Nous commençons par regarder attentivement un raisin, nous l’observons soigneusement comme si nous n’en avions jamais vu avant. Nous sentons sa texture sous nos doigts, examinons ses variations de couleur, de relief. Nous sommes aussi conscients de toutes les pensées que nous pourrions avoir au sujet des raisins ou de la nourriture en général. Nous relevons toutes les pensées et les sensations d’appétit ou d’aversion pour les raisins qui se présenteraient tandis que nous l’observons. Puis nous prenons le temps de humer ce raisin et, finalement, avec attention, nous l’approchons de nos lèvres, conscients du bras mobilisant la main pour qu’elle soit dans la bonne position, conscients de saliver tandis que l’esprit et le corps anticipent de le manger. Le processus se poursuit quand nous le mettons en bouche et le mâchons lentement, faisant l’expérience du goût réel d’un raisin. Et quand nous nous sentons prêts à l’avaler, nous sentons monter l’impulsion de l’avaler, si bien que même cette étape est vécue consciemment. Nous imaginons même, ou « sentons » que notre corps est à présent plus lourd d’un raisin.

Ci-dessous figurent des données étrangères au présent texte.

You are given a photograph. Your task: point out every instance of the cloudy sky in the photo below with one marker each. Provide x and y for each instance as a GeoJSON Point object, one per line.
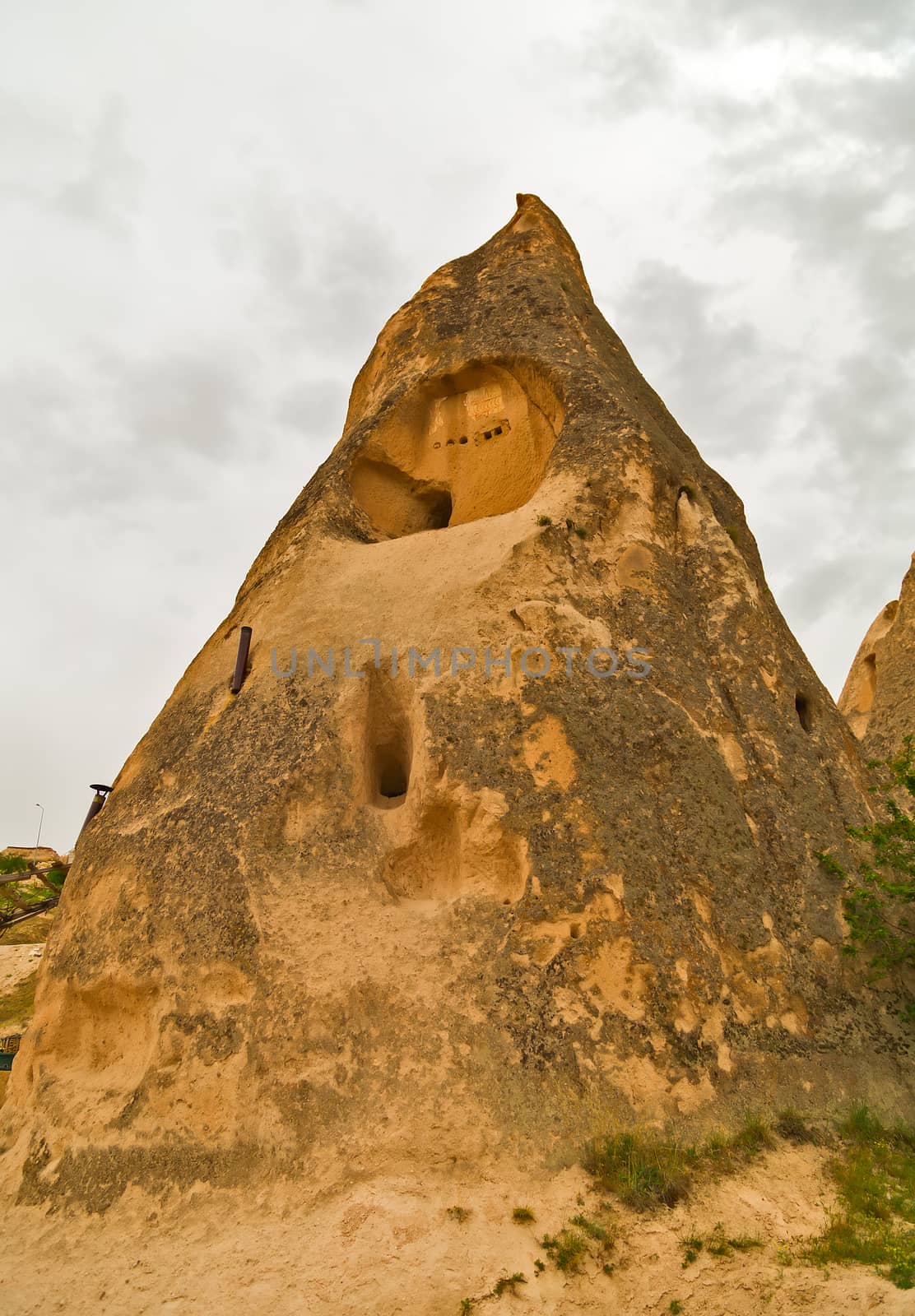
{"type": "Point", "coordinates": [210, 208]}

La réponse à cet exercice est invariablement positive, même parmi les gens qui n’aiment pas les raisins. Ils disent qu’il est agréable de manger comme cela, que cela les change, qu’ils ne se souviennent pas avoir jamais vraiment goûté un raisin, et qu’un seul raisin pourrait les nourrir. Souvent quelqu’un fait le lien et dit que si nous pouvions manger comme cela tout le temps, nous mangerions moins et aurions des expériences plus agréables et plus positives avec la nourriture. Quelques personnes disent qu’elles se sont surprises en train de vouloir manger automatiquement les autres raisins avant d’avoir fini le premier, et reconnaissent à ce moment que c’est leur façon de manger habituelle.

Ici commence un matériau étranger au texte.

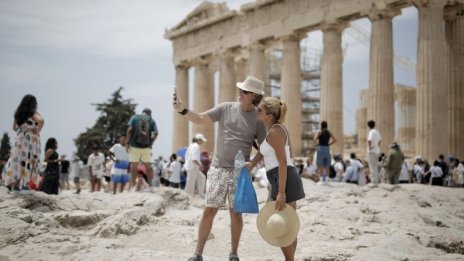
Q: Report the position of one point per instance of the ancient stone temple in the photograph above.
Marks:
(213, 38)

Comme nous sommes nombreux à utiliser la nourriture pour notre confort émotionnel, plus spécialement quand nous nous sentons anxieux ou déprimés, ce petit exercice, qui ralentit les choses et attire notre attention sur ce que nous faisons, illustre la puissance et le manque de contrôle de nos impulsions quand il s’agit de la nourriture. Il montre aussi qu’apporter de l’attention à ce que nous sommes en train de faire, au moment où nous le faisons, peut être vraiment simple et gratifiant, et nous donner le sentiment d’être moins emportés par les situations.
En fait, quand vous commencez être attentif de cette manière, votre relation aux choses change. Vous voyez davantage et vous voyez plus profondément. Vous pouvez commencer à voir un ordre intrinsèque et des connexions entre les choses, qui n’étaient pas apparents avant. Vous voyez, par exemple, la connexion entre des impulsions qui vous viennent à l’esprit et le fait de vous retrouver en train de manger trop, sans tenir compte des messages de votre corps. ... Cela provient de nos tendances habituelles à voir les choses et à les faire mécaniquement, sans y être pleinement présents. Quand vous mangez consciemment, vous êtes en contact avec votre nourriture parce que votre esprit n’est pas distrait. Il ne pense pas à autre chose. Il se focalise sur le fait de manger. Quand vous regardez le raisin, vous le voyez vraiment. Quand vous le mâchez, vous le goûtez vraiment.
Savoir ce que vous êtes en train de faire pendant que vous le faites est l’essence de la pratique de la pleine conscience. Nous appelons l’exercice du raisin la « méditation en mangeant ». Cela nous aide à préciser qu’il n’y a rien de particulièrement inhabituel ou mystique dans le fait de méditer ou d’être pleinement conscient. Cela implique simplement de faire attention à votre expérience d’instant en instant.
(Dr Jon Kabat-Zinn John, « Au cœur de la tourmente, la pleine conscience » (1989), J’ai Lu n°9 932, 2012, Préfaces de Thich Nhat Hanh (1989) et Christophe André (2009), p. 90-92)
Jon Kabat-Zinn est l’inventeur d’une méditation accessible à tous : la « méditation en pleine conscience ». Grâce à lui, depuis trente ans, plus de 250 hôpitaux et cliniques à travers le monde l’utilisent comme outil de soin.